Nicht kompliziert genug? Dann noch ein paar Buchstaben, und die in der Rundung anlegen, damit sich die Steigung der Linien von Buchstabe zu Buchstabe verändert. Das klingt nach Mut, Geduld, gutem Auge, und großer Fingerfertigkeit.

Ganz fertig ist er nicht geworden in den zwei Tagen. Ich bin gespannt auf das Ergebnis. Für die Dicke der Kette, die unsere „Arbeitseinheit“ vorgibt und damit die Dicke der Linien und die Deutlichkeit der „Stufen“ bei den runden Formen, ist diese Komposition eine echt große Herausforderung.

Mir bleibt jetzt nur noch, auf die Fotos der fertigen Arbeiten zu warten und mich zu bedanken, bei Frau Eiffler von der VHS Pankow, der ich die erste Möglichkeit eines VHS-Kurses und eine Ausstellung zu verdanken habe, bei Frau Kugge, von der VHS Tempelhof-Schöneberg, für die gute Zusammenarbeit über die mehreren Semester, die inzwischen zusammengekommen sind; und natürlich bei allen TeilnehmerINNEN _  es war tatsächlich LEIDER kein einziger Mann dabei_  die sich für die Bildwirkerei interessiert haben und sich auf solch ein intensives Abenteuer eingelassen haben.

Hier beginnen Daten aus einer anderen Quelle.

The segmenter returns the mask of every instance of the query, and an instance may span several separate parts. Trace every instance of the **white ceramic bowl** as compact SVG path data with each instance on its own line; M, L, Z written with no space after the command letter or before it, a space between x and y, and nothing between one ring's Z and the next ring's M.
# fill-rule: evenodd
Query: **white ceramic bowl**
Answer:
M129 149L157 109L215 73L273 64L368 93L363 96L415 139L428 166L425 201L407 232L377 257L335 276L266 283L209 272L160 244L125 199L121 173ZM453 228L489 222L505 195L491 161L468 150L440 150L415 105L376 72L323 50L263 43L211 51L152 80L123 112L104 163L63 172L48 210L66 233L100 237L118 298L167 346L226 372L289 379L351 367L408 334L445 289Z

Ich kann nur hoffen, dass alle am Ende das Gefühl gehabt haben, es hat sich gelohnt. Ich habe sehr viel gelernt, darüber wie unterschiedlich die Zugänge zu ein und demselben Kosmos sein können, wie intensiv es sein kann, diesen Kosmos gemeinsam zu erkunden, und wie verschieden die Ergebnisse sind, mit denen man ihn verläßt.

Wer an Bildwirkerei interessiert ist, an der Entwicklung der KUKUmobils, das mich so intensiv beschäftigt, und des Vorhabens meiner Europareise, der findet hier in diesem Blog immer wieder Information dazu. Ihr seid alle herzlich eingeladen, auch jetzt schon, zu der Abschiedsfeier, wenn die Große Reise tatsächlich beginnt.